The story of today is a first, the beginning of the erosion of our long-established dynamic. Matt said he was fine and I wanted to believe he was. I wanted to believe him, like I always had. But, some inescapable part of me simply couldn’t. Some inescapable part of me had catalogued the subtle personality changes and pattern shifts, the headaches and the blips, and didn’t think Matt was fine.

And the tension between wanting to believe Matt and watching the burgeoning, scary, reality unfolding before my eyes had manifested physically. At 8:48 p.m, I texted a friend to tell her Matt had suffered two headaches during the day and now my eye wouldn’t stop twitching. My friend asked if I planned to call Matt’s doctor. I said Matt didn’t want to call yet, and I added that there was nothing the doctor would do for short-lived, mildly intense headaches, anyway. At this point, we simply had to wait and live and hope.

In looking back, I knew we were teetering, about to drop over the edge into yet another down cycle. We’d been through enough upswings and down cycles that I could see the signs, even if I couldn’t bring myself to admit they were there. And I also knew, despite all we’d been through, all we’d learned about Glioblastoma and treatments, all the hope in our hearts, we were still helpless against the coming down cycle, tragically incapable of doing anything to prevent the fall. We were armed with nothing but an umbrella against a rising tsunami.

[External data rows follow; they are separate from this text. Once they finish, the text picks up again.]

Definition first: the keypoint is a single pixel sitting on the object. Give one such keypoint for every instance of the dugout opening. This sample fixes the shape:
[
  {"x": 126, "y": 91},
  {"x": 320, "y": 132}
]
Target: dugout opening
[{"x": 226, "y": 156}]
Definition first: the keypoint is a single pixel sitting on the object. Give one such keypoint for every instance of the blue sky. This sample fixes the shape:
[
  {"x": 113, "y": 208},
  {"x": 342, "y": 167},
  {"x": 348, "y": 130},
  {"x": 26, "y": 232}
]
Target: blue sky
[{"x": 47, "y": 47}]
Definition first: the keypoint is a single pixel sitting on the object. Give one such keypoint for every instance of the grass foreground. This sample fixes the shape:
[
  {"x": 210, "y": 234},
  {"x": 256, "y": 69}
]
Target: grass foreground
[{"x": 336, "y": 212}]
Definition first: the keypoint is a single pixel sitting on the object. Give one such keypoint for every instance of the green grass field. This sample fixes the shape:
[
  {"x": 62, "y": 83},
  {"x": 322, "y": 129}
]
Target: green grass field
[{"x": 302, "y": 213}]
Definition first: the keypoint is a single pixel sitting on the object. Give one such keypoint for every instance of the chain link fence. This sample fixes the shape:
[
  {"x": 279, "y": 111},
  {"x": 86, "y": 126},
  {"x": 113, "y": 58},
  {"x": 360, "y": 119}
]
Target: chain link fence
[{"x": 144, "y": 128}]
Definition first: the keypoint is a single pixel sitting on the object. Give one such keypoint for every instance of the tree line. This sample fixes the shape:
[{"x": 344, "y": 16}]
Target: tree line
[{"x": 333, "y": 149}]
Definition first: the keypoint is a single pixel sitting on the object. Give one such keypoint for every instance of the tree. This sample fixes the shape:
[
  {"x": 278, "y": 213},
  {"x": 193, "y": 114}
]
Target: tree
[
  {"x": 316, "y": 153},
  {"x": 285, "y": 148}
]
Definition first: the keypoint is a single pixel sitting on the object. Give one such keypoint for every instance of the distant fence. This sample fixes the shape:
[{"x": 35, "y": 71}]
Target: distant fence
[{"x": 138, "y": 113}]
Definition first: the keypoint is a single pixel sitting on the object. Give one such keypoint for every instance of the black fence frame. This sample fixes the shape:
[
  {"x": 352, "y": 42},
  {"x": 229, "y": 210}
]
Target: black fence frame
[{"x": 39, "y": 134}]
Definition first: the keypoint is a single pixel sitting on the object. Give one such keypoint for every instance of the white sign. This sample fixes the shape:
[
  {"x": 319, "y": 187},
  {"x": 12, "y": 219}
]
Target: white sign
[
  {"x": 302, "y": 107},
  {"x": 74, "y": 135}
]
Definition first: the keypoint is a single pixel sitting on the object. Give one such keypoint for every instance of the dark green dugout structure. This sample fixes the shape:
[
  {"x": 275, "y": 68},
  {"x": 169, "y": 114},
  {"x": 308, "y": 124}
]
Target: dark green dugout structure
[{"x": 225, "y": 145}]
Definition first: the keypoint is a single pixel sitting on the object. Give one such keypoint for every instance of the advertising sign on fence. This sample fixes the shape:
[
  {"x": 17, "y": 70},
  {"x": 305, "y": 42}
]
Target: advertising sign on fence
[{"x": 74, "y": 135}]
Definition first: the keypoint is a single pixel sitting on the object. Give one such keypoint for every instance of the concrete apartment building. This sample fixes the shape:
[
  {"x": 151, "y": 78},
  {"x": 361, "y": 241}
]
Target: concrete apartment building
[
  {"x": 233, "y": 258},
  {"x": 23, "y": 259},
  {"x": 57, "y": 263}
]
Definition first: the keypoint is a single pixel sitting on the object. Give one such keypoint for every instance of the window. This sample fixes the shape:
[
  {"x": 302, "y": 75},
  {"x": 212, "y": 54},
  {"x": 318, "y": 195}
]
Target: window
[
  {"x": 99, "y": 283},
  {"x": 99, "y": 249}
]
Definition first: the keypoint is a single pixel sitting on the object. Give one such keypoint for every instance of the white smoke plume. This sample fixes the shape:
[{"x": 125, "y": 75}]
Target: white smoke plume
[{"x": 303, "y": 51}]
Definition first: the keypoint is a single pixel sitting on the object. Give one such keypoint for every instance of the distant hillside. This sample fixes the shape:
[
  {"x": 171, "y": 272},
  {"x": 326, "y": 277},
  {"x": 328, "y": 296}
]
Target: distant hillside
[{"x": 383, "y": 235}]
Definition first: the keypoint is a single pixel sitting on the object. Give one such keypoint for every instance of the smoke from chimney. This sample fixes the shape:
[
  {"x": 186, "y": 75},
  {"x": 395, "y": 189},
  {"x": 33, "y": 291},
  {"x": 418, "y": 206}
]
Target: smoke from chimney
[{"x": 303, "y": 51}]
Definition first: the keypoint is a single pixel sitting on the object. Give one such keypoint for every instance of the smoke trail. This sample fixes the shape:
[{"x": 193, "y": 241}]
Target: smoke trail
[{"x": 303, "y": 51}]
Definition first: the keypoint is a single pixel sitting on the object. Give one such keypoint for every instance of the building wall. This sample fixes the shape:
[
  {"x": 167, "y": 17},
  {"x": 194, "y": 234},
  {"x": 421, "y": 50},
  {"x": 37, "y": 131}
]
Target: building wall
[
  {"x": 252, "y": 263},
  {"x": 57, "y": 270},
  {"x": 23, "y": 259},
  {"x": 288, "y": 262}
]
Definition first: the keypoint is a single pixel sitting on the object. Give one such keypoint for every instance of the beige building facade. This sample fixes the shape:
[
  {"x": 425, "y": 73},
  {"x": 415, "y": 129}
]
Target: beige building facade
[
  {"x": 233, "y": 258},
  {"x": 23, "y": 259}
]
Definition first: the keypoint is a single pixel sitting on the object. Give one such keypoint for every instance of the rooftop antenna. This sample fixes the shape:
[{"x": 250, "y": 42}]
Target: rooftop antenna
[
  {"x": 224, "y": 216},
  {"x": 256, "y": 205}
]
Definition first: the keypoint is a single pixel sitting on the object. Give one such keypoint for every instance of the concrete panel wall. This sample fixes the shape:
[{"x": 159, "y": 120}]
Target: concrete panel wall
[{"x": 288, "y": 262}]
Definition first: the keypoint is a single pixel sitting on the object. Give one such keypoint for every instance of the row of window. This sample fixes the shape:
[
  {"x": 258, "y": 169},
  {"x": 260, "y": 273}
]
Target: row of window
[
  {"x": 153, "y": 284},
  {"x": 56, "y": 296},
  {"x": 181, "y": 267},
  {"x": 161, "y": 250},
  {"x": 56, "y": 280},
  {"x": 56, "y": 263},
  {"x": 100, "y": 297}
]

And an umbrella is useless against a roaring wall of water, right?

Right. Obviously. Except…

We knew we couldn’t stop the crushing wall of water with an umbrella. The down cycle was coming regardless of what we knew or how prepared we might have been for another fall. But we had that umbrella. And that’s not nothing. Because when the wave came and pushed us over the edge and we started falling, we didn’t use that umbrella, built on hope and past experience and Google research, to stop the water. We used it to stay afloat, (the visual: an upside down umbrella), to ease the drop, to give us the modicum of control we needed to steer and avoid being solely at the mercy of the water. That umbrella turned out to big enough and fortified enough to carry our weight, to keep us afloat long enough to look for the next glimmer of hope, maybe even the next upswing.

In post-hope, sometimes it feels as if we—G, H, and I—are holding up a candlestick to an endless darkness. What can a single flame do? Not much. Probably about as much as an umbrella in a tsunami. But a single flame’s not nothing, also. A single flame can be shared, divided infinitely among others in that darkness with us, and the darkness suddenly isn’t so endless. It might be just bright enough to light the way toward the next glimmer of hope.